I enjoy being cited by people I don’t agree with. James Delingpole once said something I wrote demonstrated how corrupt the Green movement was. A curious accusation, I thought.
And today I find myself being cited by the Heartland Institute, which is fine. I believe in free speech, and if people with a political ideology I despise cite me, then so be it. At least it is publicity, and there are clichéd things to be said for publicity.
But what I do not like is having what I write get distorted. Then people might draw the wrong conclusion. And being cited approvingly by the Heartland Institute is not something to shove on your CV.
Here is what they have written about me.
“In his post in the Energy Collective, Robert Wilson, a PhD Student in Mathematical Ecology at the University of Strathclyde, calls Germany’s situation: “more of a coal lock-in than a solar revolution,” as the need for electricity, especially in the cold, grey days of January, requires the steady supply of coal-fueled electricity.”
The implication is clear.

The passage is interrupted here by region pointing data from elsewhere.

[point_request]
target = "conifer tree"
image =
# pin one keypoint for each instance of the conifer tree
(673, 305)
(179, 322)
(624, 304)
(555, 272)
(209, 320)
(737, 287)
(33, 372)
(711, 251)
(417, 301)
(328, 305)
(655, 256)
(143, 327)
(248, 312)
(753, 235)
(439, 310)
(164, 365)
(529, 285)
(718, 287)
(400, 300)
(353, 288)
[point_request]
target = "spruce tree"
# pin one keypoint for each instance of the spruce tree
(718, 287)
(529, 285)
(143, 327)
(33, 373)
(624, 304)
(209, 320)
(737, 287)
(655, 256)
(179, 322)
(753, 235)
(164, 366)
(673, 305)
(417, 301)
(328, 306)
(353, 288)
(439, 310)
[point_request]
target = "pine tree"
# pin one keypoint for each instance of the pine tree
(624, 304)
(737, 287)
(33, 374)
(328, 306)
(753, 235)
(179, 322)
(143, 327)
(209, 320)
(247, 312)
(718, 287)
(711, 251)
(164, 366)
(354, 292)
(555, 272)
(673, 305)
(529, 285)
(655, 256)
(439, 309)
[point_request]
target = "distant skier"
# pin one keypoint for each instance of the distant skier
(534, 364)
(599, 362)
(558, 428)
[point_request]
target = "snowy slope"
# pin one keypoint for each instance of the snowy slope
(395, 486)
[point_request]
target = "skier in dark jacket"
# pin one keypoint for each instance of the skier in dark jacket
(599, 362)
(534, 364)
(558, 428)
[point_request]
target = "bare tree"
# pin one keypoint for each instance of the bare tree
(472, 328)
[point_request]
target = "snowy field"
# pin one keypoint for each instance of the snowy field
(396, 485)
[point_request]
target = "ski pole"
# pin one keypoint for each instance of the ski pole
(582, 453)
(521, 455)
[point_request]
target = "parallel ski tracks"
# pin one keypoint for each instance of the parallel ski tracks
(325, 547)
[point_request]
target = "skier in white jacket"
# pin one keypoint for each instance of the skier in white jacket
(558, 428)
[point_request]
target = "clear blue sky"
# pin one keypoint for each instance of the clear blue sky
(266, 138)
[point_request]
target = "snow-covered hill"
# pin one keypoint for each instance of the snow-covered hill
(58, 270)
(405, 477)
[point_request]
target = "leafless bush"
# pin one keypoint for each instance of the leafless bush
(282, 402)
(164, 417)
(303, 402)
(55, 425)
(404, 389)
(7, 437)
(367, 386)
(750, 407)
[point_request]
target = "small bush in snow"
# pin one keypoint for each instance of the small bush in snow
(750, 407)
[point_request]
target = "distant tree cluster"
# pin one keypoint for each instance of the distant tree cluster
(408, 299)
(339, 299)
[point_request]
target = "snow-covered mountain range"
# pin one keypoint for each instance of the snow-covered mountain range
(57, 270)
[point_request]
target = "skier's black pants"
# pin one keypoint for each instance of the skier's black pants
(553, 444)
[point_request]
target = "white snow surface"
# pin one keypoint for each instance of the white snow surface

Going with renewables requires coal for back up in Germany, and that this is a view I hold is. Total piffle.
The Heartland Institute is either deliberately passing off their own views or are incapable of reading. I cannot rule out both.
However, if the author is too lazy to read through what I have written on the issue and for whatever reason is reading this, I can summarise my views on the issue, views which are public record and are linked to in the article that was distorted.
Germany is not building coal power plants because renewables are useless. They are building them mostly because they are shutting down nuclear power plants. It would have been wiser to build gas power plants, but that would have been less politically correct. These arguments can easily be found at my site on Energy Collective. And Arizona is not Germany. If I observe that growing papayas in Sweden is a bad idea, I would be foolish to conclude that growing papayas in a warmer is a bad idea. Yet, such fatuous logic prevails in energy debates. Suggest solar is a bad idea in cloudy countries and people, a lot of people, will conclude that you think it is a bad idea everywhere. But perhaps I complain too much. I should lower my expectations of public discourse.
Of course organisations as divorced from reality as the Heartland Institute cannot really be expected to do as much as check though what someone has actually written on a subject. To expect that would be rather optimistic, and I am not have a reputation for optimism.